Publish date: 2008-11-06
Updated: 2016-03-03

Firebird and InterBase codepages

Built-in support of code pages

In IBProvider v3.0.0.6327 new codepages processor was implemented. Support of 49 code pages of Firebird and InterBase is available. Using conversion tables and algorithms the provider converts text columns, BLOB fields and arrays into UCS2 format (two-byte Unicode) with which Firebird and InterBase work. In this case the code page of connection to the database is taken into account.

Along with text code pages IBProvider supports binary data code page — OCTETS.

The Figure shows the scheme for working with charsets:

Firebird charsets and collations scheme

1. Database charset and text column encoding

Set DEFAULT text data charset at database creation. The charset you have chosen will be used for all text data stored in the database. If necessary, you may set the encoding different from the database charset for individual columns, arrays, or BLOB fields.

If text column encoding has been set it will be used, and database charset will be ignored.

2. Charset NONE

If database charset has not been set and text column charset has not been defined, NONE encoding will be used.

IBProvider has ctype_none property for working with this encoding.
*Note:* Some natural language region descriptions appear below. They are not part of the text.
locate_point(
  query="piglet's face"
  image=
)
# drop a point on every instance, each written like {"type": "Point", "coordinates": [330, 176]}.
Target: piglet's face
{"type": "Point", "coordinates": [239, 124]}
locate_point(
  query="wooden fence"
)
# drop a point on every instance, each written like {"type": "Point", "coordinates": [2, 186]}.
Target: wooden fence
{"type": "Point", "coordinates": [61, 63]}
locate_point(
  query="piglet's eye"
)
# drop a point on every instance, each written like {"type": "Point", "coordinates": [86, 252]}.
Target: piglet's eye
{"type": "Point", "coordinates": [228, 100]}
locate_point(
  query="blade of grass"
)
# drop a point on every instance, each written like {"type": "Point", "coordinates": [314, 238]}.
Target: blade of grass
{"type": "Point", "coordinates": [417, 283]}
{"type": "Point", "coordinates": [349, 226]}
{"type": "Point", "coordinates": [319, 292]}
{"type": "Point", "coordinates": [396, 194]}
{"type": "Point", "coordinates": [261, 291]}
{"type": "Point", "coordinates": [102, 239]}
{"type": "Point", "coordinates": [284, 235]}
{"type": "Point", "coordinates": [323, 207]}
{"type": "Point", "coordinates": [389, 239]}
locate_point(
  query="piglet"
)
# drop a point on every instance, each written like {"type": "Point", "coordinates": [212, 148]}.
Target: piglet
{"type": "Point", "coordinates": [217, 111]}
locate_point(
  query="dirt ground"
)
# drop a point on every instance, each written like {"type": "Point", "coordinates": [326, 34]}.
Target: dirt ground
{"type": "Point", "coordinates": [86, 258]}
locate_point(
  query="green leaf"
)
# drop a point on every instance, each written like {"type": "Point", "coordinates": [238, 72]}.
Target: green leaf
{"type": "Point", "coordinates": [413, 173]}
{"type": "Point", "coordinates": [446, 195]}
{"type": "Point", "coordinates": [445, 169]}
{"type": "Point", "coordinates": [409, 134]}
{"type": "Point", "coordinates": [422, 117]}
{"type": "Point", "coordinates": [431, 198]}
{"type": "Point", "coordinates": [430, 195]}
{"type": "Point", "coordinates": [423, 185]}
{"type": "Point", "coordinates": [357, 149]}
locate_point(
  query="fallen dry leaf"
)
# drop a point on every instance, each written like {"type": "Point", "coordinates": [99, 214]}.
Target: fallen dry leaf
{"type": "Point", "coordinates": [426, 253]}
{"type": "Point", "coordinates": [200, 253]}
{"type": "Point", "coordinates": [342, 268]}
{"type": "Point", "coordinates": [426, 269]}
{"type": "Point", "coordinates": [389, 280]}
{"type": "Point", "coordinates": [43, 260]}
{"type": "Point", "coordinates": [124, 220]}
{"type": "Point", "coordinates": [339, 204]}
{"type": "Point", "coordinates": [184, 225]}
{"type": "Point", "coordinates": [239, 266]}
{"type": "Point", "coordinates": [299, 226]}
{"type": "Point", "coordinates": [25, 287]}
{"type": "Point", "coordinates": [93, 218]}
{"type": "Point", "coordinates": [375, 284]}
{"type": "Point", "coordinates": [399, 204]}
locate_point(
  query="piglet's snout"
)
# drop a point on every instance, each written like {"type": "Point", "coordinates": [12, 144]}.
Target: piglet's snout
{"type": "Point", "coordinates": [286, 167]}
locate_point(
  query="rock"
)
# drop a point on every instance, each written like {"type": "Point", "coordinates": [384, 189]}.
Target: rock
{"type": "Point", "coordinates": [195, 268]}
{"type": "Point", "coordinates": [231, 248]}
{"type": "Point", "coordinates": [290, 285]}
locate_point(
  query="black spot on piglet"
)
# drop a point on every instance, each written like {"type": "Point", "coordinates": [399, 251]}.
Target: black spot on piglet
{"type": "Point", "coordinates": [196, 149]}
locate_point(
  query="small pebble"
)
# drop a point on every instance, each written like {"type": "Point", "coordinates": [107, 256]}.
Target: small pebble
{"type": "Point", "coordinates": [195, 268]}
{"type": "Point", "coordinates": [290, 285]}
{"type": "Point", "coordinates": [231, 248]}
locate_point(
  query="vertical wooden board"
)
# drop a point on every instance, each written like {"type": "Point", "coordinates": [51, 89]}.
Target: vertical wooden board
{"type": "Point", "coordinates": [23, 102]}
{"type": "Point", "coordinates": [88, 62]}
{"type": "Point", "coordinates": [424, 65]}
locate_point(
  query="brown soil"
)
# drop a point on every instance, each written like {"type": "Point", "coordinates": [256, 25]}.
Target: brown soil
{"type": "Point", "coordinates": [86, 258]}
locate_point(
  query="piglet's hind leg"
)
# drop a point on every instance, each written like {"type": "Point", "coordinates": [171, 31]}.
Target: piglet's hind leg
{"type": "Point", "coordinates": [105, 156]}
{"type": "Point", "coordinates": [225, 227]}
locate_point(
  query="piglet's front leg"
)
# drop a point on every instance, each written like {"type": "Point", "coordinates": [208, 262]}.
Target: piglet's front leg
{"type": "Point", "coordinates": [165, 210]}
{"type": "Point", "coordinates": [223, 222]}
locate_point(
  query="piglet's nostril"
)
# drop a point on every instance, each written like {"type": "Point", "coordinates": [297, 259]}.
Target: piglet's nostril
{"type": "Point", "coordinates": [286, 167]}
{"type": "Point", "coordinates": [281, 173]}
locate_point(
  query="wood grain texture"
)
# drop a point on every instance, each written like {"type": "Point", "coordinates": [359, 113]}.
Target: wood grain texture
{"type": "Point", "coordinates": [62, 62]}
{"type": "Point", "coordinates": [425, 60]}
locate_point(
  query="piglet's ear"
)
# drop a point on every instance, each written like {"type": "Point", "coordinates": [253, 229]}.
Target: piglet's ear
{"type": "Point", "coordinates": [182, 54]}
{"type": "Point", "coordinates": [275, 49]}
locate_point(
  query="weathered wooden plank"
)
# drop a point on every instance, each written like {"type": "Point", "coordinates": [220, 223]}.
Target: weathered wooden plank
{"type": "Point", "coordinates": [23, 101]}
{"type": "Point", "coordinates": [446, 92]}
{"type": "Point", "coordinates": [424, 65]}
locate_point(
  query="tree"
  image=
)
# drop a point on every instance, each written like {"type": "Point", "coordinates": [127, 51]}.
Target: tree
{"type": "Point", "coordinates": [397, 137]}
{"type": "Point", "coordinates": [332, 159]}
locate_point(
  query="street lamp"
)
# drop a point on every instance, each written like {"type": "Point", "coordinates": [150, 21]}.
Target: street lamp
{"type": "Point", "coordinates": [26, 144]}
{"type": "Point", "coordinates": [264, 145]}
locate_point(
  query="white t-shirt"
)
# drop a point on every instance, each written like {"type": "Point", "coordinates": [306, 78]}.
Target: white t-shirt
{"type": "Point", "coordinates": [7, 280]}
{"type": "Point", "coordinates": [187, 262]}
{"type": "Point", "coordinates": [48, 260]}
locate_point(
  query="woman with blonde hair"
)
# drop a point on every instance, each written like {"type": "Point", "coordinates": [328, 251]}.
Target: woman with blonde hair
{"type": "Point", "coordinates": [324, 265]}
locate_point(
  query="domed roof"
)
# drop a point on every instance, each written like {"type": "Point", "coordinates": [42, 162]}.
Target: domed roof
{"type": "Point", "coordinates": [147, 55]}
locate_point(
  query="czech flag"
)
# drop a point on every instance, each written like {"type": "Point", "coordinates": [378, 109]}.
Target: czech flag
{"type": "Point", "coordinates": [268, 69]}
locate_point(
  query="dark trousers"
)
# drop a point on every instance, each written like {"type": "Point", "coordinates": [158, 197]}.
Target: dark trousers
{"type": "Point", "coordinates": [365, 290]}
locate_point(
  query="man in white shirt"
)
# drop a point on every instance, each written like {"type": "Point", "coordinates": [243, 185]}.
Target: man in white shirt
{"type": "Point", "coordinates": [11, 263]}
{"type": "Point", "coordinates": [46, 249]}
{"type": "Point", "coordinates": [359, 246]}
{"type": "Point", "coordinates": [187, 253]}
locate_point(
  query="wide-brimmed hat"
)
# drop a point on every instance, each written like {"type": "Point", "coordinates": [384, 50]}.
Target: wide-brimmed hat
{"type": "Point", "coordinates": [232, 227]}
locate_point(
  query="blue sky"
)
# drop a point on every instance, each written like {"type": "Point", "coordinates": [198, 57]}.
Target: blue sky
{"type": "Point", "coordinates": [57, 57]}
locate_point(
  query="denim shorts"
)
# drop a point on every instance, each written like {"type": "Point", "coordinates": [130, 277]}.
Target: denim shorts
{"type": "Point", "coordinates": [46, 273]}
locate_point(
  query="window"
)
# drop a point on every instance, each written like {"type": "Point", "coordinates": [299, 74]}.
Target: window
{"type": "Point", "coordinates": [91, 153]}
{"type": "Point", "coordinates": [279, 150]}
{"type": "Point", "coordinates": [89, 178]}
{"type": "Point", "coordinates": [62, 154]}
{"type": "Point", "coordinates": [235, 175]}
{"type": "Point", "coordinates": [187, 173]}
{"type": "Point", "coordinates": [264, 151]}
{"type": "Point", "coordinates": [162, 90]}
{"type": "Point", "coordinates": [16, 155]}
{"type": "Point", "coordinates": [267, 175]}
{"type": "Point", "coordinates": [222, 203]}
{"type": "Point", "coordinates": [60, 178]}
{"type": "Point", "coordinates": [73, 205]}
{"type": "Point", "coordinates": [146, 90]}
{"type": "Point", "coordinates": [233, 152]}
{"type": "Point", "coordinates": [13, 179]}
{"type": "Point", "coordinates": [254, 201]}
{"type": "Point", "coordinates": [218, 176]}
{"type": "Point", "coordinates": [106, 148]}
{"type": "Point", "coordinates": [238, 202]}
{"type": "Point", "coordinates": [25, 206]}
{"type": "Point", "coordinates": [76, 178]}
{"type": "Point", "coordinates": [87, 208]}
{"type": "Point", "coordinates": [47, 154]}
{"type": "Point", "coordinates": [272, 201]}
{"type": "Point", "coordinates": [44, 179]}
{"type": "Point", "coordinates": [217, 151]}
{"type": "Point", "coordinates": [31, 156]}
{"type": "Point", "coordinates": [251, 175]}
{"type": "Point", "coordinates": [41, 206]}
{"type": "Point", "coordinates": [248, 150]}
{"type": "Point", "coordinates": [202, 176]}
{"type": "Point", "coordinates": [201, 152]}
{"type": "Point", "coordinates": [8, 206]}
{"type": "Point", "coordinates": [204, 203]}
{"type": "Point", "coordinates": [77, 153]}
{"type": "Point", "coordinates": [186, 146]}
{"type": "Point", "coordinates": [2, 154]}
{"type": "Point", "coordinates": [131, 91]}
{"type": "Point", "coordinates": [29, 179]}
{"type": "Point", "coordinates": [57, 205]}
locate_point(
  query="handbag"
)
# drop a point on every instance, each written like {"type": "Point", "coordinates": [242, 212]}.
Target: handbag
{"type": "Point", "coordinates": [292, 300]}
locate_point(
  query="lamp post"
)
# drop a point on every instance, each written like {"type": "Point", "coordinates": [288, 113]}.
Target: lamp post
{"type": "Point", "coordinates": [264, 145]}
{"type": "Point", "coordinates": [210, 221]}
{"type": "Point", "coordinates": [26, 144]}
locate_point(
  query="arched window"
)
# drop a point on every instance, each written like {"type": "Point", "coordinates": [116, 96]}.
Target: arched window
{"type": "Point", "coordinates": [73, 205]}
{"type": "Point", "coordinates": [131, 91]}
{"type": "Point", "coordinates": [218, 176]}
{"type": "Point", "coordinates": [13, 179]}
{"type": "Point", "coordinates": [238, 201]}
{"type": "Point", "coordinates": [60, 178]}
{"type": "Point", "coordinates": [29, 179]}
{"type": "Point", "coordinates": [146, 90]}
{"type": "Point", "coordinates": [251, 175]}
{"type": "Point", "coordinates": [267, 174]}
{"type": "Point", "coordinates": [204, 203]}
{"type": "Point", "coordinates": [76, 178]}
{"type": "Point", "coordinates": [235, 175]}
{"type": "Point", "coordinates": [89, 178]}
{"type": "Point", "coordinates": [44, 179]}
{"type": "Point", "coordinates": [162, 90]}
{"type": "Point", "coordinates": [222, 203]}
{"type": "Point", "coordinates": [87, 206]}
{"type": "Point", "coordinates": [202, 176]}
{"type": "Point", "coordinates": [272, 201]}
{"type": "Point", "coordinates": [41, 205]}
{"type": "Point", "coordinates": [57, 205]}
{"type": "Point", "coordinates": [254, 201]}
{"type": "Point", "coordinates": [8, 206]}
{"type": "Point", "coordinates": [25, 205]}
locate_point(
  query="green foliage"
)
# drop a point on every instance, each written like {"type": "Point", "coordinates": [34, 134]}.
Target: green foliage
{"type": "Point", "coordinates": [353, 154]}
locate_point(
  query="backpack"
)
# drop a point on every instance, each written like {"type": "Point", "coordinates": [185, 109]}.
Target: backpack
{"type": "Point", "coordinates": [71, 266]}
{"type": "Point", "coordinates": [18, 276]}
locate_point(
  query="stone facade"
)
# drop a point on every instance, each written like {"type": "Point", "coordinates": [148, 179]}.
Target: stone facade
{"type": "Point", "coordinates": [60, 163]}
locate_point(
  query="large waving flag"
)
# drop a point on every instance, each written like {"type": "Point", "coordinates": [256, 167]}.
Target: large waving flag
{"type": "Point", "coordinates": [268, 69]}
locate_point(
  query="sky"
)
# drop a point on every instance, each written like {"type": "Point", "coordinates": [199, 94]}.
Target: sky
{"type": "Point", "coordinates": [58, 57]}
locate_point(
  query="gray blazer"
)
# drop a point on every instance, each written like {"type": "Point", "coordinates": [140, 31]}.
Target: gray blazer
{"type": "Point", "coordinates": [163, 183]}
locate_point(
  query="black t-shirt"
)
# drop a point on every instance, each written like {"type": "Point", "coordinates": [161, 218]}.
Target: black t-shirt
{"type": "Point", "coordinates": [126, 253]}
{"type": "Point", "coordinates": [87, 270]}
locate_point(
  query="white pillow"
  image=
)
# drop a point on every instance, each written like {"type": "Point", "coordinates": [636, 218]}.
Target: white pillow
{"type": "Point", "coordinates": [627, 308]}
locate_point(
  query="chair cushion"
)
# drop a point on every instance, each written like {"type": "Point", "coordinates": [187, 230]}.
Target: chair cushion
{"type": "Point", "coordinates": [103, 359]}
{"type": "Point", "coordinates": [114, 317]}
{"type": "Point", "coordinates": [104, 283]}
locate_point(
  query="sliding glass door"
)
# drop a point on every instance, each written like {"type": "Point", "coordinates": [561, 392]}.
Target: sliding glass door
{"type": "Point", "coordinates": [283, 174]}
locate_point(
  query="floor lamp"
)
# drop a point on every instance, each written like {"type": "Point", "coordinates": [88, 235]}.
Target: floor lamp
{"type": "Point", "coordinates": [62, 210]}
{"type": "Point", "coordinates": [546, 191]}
It allows to set the charset for text data conversion in NONE encoding. If ctype_none property has not been set, ASCII convertor will be used for NONE:

  • Codes of characters up to and including 127 will be converted into appropriate characters.
  • Codes of characters over 127 will be considered erroneous and exclusion will be generated for them.

Number 2 on the Figure shows the conversion of Firebird and InterBase text data types into appropriate OLE DB and ADO types.

3. OCTETS charset and binary data

OCTETS encoding serves for binary data storage in text columns. When IBProvider detects this charset it will not use encoding processor, OLE DB and ADO data types will be turned into appropriate binary equivalents CHAR, VARCHAR, and BLOB (see number 3 on the Figure).

4-6. Text charsets

Encoding processor is used for charsets different from NONE and OCTETS. See its simplified scheme on the Figure under numbers 4, 5, and 6.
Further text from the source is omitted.